The Doctor Is In... on Educating America's Children

October 26, 2021

Dr. Ben Carson is one of the most distinguished surgeons in American history. He's also a man raised in a single-parent home where his mother required him to write two book reports every week. Carson went on to earn his medical degree and become our country's leading pediatric neurosurgeon. He understands that with God's help, initiative and education can enable almost anyone to thrive. As he said on Monday's "Washington Watch," "I always say it really doesn't matter where a person comes from. A lot of it has to do with the way that they are educated."

Incredibly, much of our public education system is now more concerned with propaganda, not quality teaching. Many leaders in public schools across the country want to indoctrinate our children not only with anti-American views but a debased understanding of human sexuality.

For example, Loudoun County, Virginia used to be a quiet oasis of neighborhoods, family farms, and historic sites a few miles outside of Washington, D.C. No longer. It has become the focus of national attention as the radical left has tried to transform Loudoun's public schools into a playground for its extreme agenda. And for the past several months, parents have fought back.

As well they should: why would any mom or dad want their children exposed to "sexually explicit and profane books in school classrooms and libraries" or "critical race theory" that distorts history and creates racial division? Or "transgender policies" that "require teachers to use a child's 'chosen pronouns' and that allow students to access opposite sex restrooms, showers and changing facilities?"

It's this last policy that has now created a whole new level of outrage. A boy who identifies as "gender fluid" assaulted a female student in a girl's restroom. Thankfully, the young man -- who is reported to have been wearing a skirt when he attacked the girl -- has been convicted in court.

And now, it's not only the parents who are protesting: Loudoun County students today held a "walkout in protest over the recent sexual assault cases at the public school system and to show solidarity with victims of such abuses."

Is this the "phony, trumped-up culture war" that Barack Obama derisively dismissed a few days ago in a speech urging Virginians to elect Terry McAuliffe as governor?

In the Trump administration, Carson was Secretary of Housing and Urban Development, where he saw firsthand the failures of many inner-city public schools. That's one of the reasons he's so impassioned about improving our education system. As he explained, "We want to combat" the efforts of the left to "indoctrinate our kids" and, instead, "help children know that this is a good place that we live in, not a bad place, with a wonderful history, and that if we work together, we can accomplish great things."

Carson went on to say that there is no value in "telling one group of people that they are oppressors and another group of people that they are oppressed? How is that supposed to help?" He also noted that the left's attempts to bend the minds of our youth goes beyond the classroom. He asked, how allowing a boy "who all of a sudden feels like a girl playing girl sports" is "fair in any way?"
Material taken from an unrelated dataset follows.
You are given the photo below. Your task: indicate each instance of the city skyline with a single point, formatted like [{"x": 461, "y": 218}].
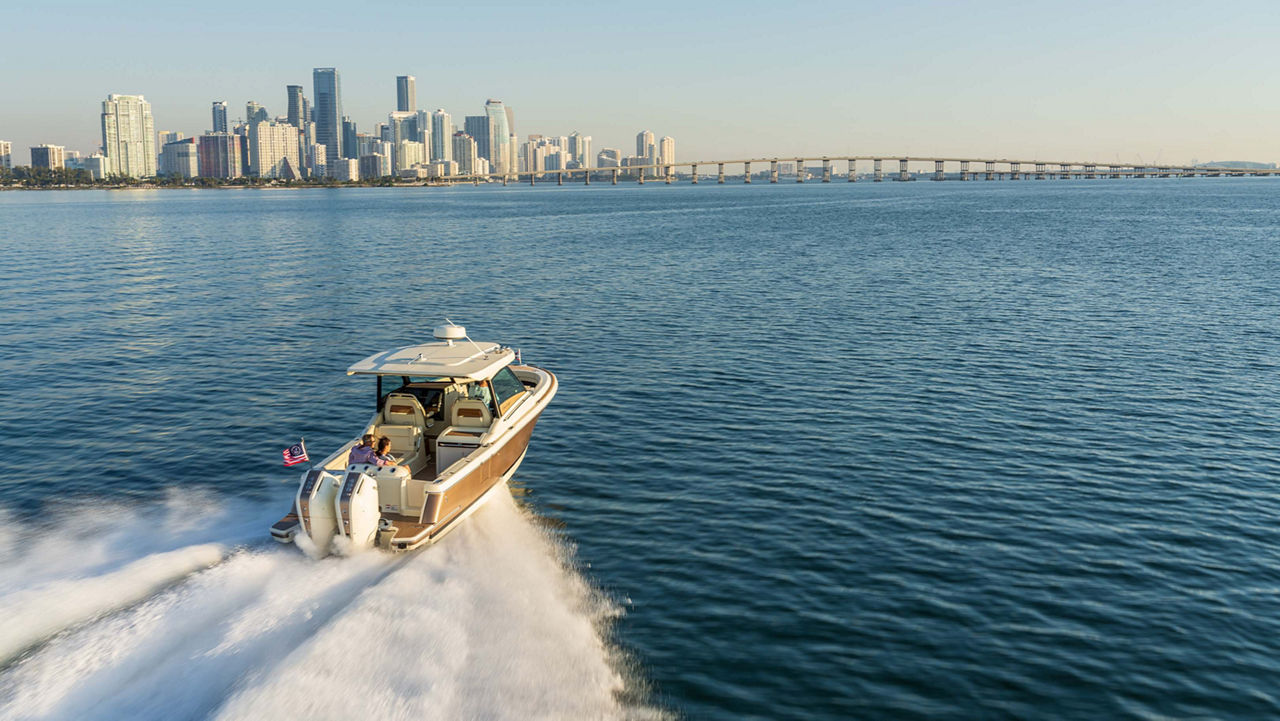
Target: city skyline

But the doctor is not discouraged. Parents standing up "is one of the most wonderful things that's happening right now," he said. The founders of the United States "spent so much time formulating our Constitution … to give the people, we the people, the tools that they needed in order to maintain their freedom."

It's for all these reasons that Ben Carson has launched the American Cornerstone Institute, whose "Little Patriots" program is designed to familiarize children with the good things in our country's heritage. It's also why he has written, with his coauthor Valerie Pfundstein, "Why America Matters." It teaches young ones about "the Judeo-Christian values of America and its founding." Your children and grandchildren will love it.

In 1791, Founding Father James Wilson wrote, "It is the duty of parents" to "educate them … for their usefulness, their respectability and (their) happiness." "The duty of parents" -- not a demanding, we-know-best, liberal educational elite. True at our nation's founding. True today.